What qualifies as an “incorrect claim apparent” under Section 143(1)(a)
- An adjustment can be made at CPC where the error emerges directly from the return, its annexures, or the audit report.
- Here, the due dates under the PF/ESI laws are fixed; the audit report discloses actual deposit dates. If those dates exceed the statutory due date, the disallowance follows from Checkmate’s interpretation of the law—making it an “incorrect claim apparent.”
Retrospectivity: Statutes vs Judicial Decisions
- Statutes: Generally prospective unless the legislature expresses otherwise or the provision is clarificatory/remedial.
- Judicial decisions: Ordinarily declaratory of what the law always was; thus, applied retrospectively unless the Court specifies prospective application. The High Court treats Checkmate as such a declaratory ruling.
“Sub silentio” in judicial precedent
- “Sub silentio” decisions are those that omit a point and thus may carry limited precedential value on that omitted point.
- The Court rejects the invocation of this doctrine: Checkmate’s ratio is grounded in the text of Sections 2(24)(x), 36(1)(va), and 43B; it does not depend upon the 2021 Explanation.
Section 10 of the General Clauses Act, 1897
- Where an act is directed to be done in a prescribed time and the last day falls when the office is closed, doing the act on the next working day is permitted.

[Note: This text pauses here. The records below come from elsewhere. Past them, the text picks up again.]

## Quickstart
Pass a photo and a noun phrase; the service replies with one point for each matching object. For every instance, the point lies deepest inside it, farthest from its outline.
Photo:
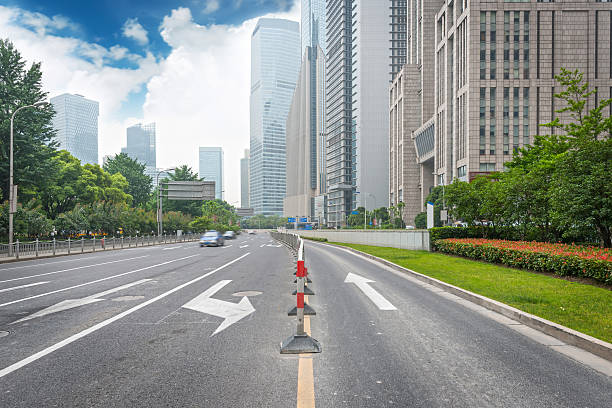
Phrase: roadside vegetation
(582, 307)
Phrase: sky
(184, 65)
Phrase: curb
(565, 334)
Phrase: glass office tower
(76, 122)
(275, 64)
(211, 167)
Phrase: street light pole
(12, 204)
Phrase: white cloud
(134, 30)
(211, 6)
(201, 95)
(75, 66)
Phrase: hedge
(566, 261)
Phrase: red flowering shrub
(562, 259)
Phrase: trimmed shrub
(561, 259)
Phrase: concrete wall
(403, 239)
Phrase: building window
(525, 116)
(482, 123)
(506, 120)
(493, 46)
(506, 45)
(483, 44)
(492, 119)
(515, 121)
(526, 45)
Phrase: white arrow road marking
(231, 312)
(377, 298)
(22, 286)
(71, 303)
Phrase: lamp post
(12, 195)
(160, 220)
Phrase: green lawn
(582, 307)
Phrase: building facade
(305, 161)
(211, 167)
(244, 180)
(494, 64)
(76, 123)
(141, 145)
(275, 64)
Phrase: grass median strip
(582, 307)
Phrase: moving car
(211, 238)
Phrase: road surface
(180, 325)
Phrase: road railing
(300, 342)
(68, 246)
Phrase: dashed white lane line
(95, 281)
(22, 286)
(71, 269)
(75, 337)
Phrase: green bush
(562, 265)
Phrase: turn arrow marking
(71, 303)
(377, 298)
(231, 312)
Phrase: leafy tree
(139, 184)
(33, 133)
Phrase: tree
(139, 184)
(583, 176)
(33, 132)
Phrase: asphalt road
(143, 327)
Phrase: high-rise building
(305, 143)
(76, 123)
(141, 141)
(493, 83)
(357, 79)
(313, 25)
(211, 167)
(244, 180)
(275, 63)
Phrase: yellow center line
(305, 397)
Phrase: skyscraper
(141, 145)
(275, 63)
(244, 180)
(313, 25)
(211, 167)
(76, 122)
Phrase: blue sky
(184, 65)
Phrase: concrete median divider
(300, 342)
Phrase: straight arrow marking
(72, 303)
(22, 286)
(363, 284)
(230, 312)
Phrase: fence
(70, 246)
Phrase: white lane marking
(375, 297)
(77, 336)
(71, 269)
(22, 286)
(72, 303)
(230, 312)
(95, 281)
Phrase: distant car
(211, 238)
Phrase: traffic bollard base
(307, 291)
(300, 344)
(308, 311)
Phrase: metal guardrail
(55, 247)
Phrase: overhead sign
(190, 190)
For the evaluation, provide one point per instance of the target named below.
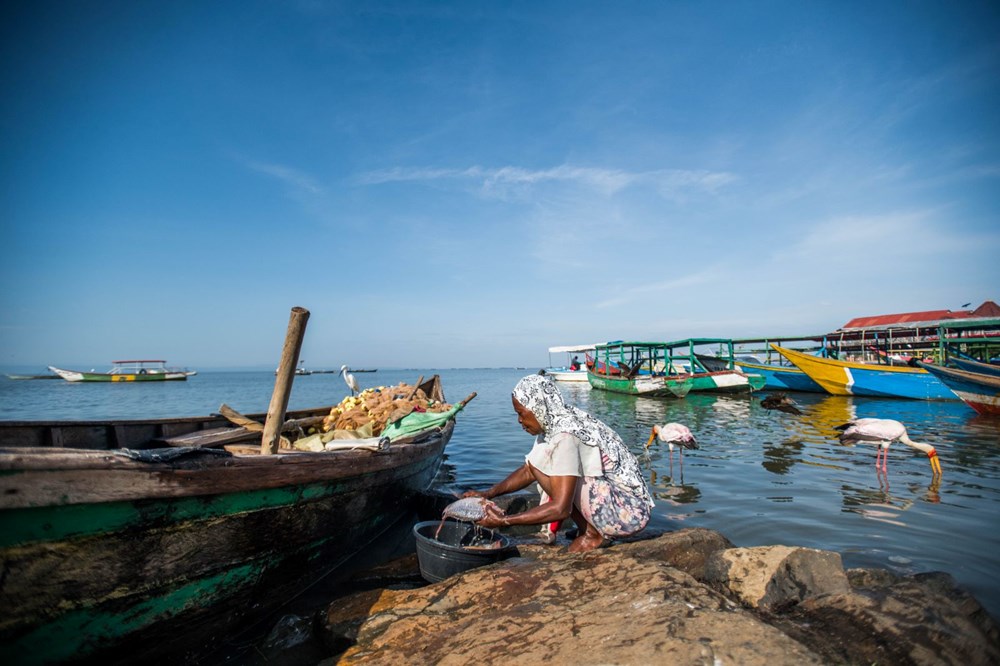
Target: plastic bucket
(446, 556)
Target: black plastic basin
(446, 556)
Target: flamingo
(781, 402)
(349, 379)
(673, 433)
(884, 432)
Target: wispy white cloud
(500, 181)
(294, 178)
(646, 290)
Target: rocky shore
(686, 597)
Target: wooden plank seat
(210, 437)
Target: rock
(773, 577)
(681, 597)
(890, 619)
(687, 550)
(599, 607)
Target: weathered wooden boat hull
(847, 378)
(565, 375)
(781, 378)
(75, 376)
(978, 390)
(726, 381)
(974, 366)
(109, 557)
(645, 385)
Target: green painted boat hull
(666, 387)
(727, 382)
(157, 576)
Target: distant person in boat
(581, 463)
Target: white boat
(575, 369)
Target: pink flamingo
(884, 432)
(673, 433)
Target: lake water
(759, 477)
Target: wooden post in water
(283, 380)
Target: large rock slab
(890, 619)
(682, 597)
(599, 607)
(772, 577)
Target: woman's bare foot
(589, 540)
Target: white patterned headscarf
(540, 395)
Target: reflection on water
(763, 477)
(759, 476)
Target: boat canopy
(141, 361)
(573, 349)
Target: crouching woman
(580, 463)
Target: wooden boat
(848, 378)
(23, 377)
(754, 356)
(978, 390)
(710, 374)
(127, 371)
(974, 366)
(567, 373)
(141, 539)
(780, 377)
(634, 368)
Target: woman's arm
(561, 491)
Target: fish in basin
(471, 509)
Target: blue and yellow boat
(850, 378)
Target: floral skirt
(612, 510)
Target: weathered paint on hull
(980, 392)
(975, 366)
(846, 378)
(666, 387)
(781, 378)
(726, 382)
(562, 375)
(107, 579)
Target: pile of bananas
(379, 407)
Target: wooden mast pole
(283, 380)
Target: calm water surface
(760, 477)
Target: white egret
(349, 379)
(884, 432)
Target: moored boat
(144, 370)
(710, 374)
(849, 378)
(634, 368)
(779, 377)
(974, 366)
(574, 370)
(141, 539)
(976, 389)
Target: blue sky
(464, 184)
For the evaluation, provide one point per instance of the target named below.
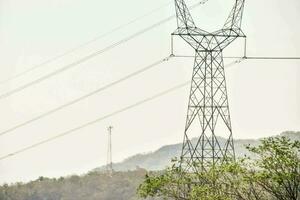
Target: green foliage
(273, 175)
(278, 167)
(92, 186)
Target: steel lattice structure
(208, 94)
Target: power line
(104, 117)
(248, 57)
(68, 52)
(96, 91)
(95, 121)
(86, 58)
(272, 58)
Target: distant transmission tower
(109, 167)
(208, 101)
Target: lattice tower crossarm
(208, 106)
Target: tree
(278, 167)
(273, 175)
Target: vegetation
(274, 174)
(271, 170)
(92, 186)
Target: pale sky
(264, 96)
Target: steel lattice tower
(208, 94)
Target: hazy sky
(264, 96)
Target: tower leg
(208, 115)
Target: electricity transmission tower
(109, 167)
(208, 110)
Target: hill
(97, 185)
(160, 158)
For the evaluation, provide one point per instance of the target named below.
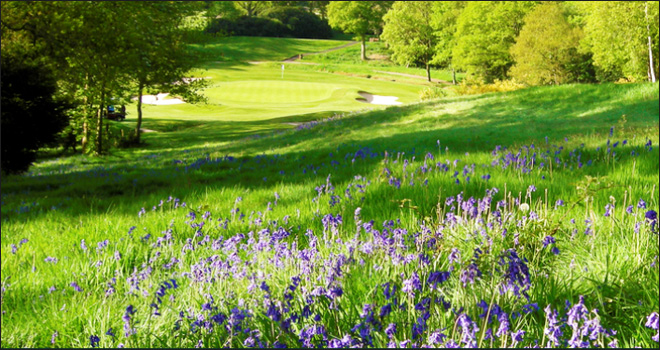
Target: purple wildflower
(411, 285)
(94, 340)
(652, 218)
(390, 330)
(553, 329)
(516, 277)
(76, 287)
(548, 240)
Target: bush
(474, 87)
(31, 116)
(301, 24)
(278, 22)
(248, 26)
(430, 93)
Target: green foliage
(248, 26)
(358, 17)
(485, 32)
(545, 61)
(138, 178)
(445, 15)
(616, 34)
(409, 33)
(301, 23)
(31, 113)
(478, 86)
(431, 93)
(100, 50)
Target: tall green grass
(62, 201)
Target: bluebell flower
(76, 287)
(390, 330)
(386, 310)
(437, 277)
(94, 340)
(641, 204)
(517, 276)
(412, 284)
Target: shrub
(430, 93)
(248, 26)
(474, 87)
(301, 24)
(31, 116)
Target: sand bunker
(160, 99)
(377, 99)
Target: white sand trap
(377, 99)
(160, 99)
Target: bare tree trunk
(139, 124)
(363, 48)
(428, 71)
(99, 126)
(85, 137)
(99, 129)
(648, 30)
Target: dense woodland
(101, 53)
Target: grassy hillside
(302, 233)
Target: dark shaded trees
(32, 115)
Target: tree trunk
(139, 124)
(363, 49)
(99, 126)
(85, 137)
(648, 30)
(428, 71)
(99, 130)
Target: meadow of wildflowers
(419, 226)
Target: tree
(546, 46)
(485, 32)
(99, 49)
(252, 8)
(445, 14)
(409, 33)
(300, 23)
(158, 58)
(31, 114)
(358, 17)
(623, 37)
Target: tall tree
(618, 32)
(445, 14)
(99, 49)
(31, 113)
(157, 55)
(545, 61)
(359, 18)
(252, 8)
(485, 32)
(409, 33)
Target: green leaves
(545, 48)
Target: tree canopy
(546, 46)
(359, 18)
(409, 33)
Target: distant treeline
(275, 21)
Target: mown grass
(209, 163)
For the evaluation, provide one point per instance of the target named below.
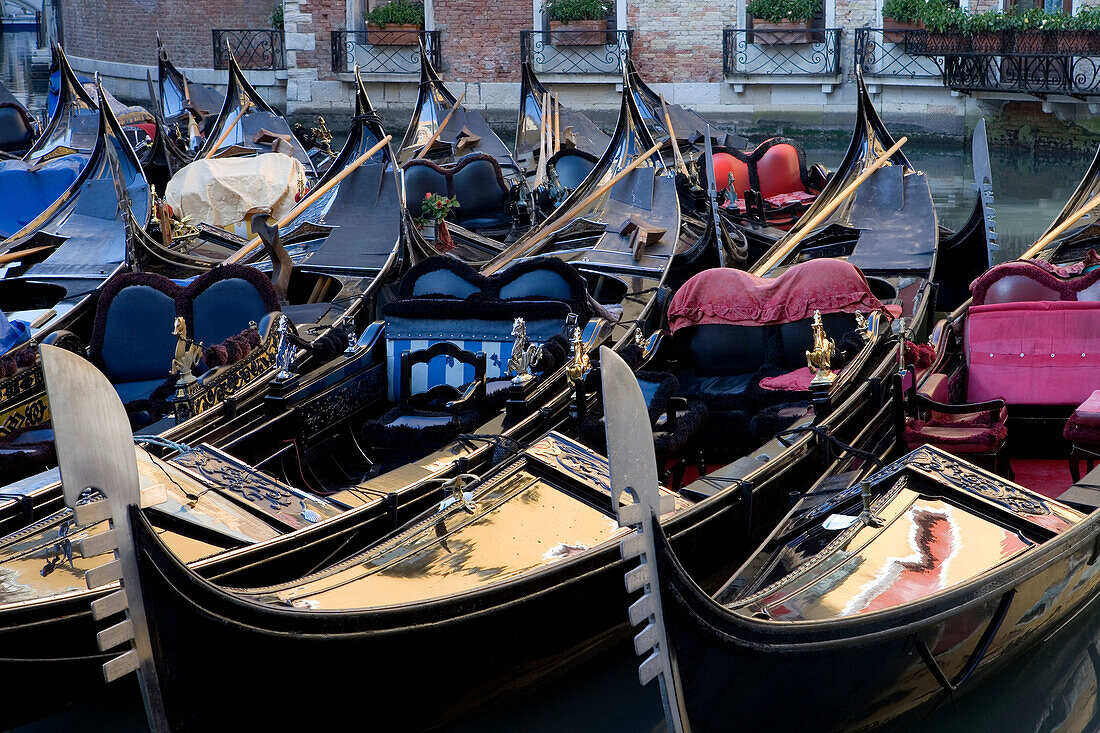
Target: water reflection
(1055, 690)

- Delhi High Court applies this to statutory due dates falling on National Holidays for PF deposits (as in Pepsico and now reaffirmed), allowing the next working day deposit to count as timely.
Practical Takeaways and Compliance Pointers
- Deposit employees’ PF/ESI contributions on or before the statutory due date under the relevant Acts. Do not rely on the return due date.
- Automate reminders and approvals to ensure deposits are made well before the cut-off, accounting for weekends/holidays and electronic banking cut-offs.
- If the due date falls on a National Holiday (or a day when the relevant “office” is closed), document the closure and ensure deposit on the immediately succeeding working day. Retain evidence (payment instructions, bank portal logs).
- Expect CPC to disallow delayed employee contributions at the processing stage under Section 143(1)(a), based on Form 3CD disclosures.
- Review tax audit reports carefully: if any delayed employee contributions are indicated, consider the likely disallowance and its impact on tax provisioning and litigation strategy.
Conclusion
This judgment cements two practical rules. First, after Checkmate Services, the CPC is empowered, at the Section 143(1)(a) processing stage, to disallow employees’ PF/ESI contributions deposited beyond the statutory due dates when that delay is apparent from the return and audit report. The “before-return” relaxation in Section 43B continues to benefit only employer’s contributions; Explanation 5 to Section 43B is viewed as clarificatory of this long-standing position. Second, the Court reaffirms that Section 10 of the General Clauses Act saves a deposit made on the next working day where the statutory due date falls on a National Holiday.
For employers, the message is unambiguous: treat employees’ contributions as sacrosanct trust monies and ensure deposit by the precise due dates laid down in the welfare enactments. While “holiday” relief offers a narrow safety valve, it is no substitute for robust compliance discipline. Procedurally, the decision streamlines CPC’s role and reduces scope for debate at the processing stage, aligning processing outcomes with the Supreme Court’s authoritative interpretation in Checkmate and promoting uniformity across assessment modalities.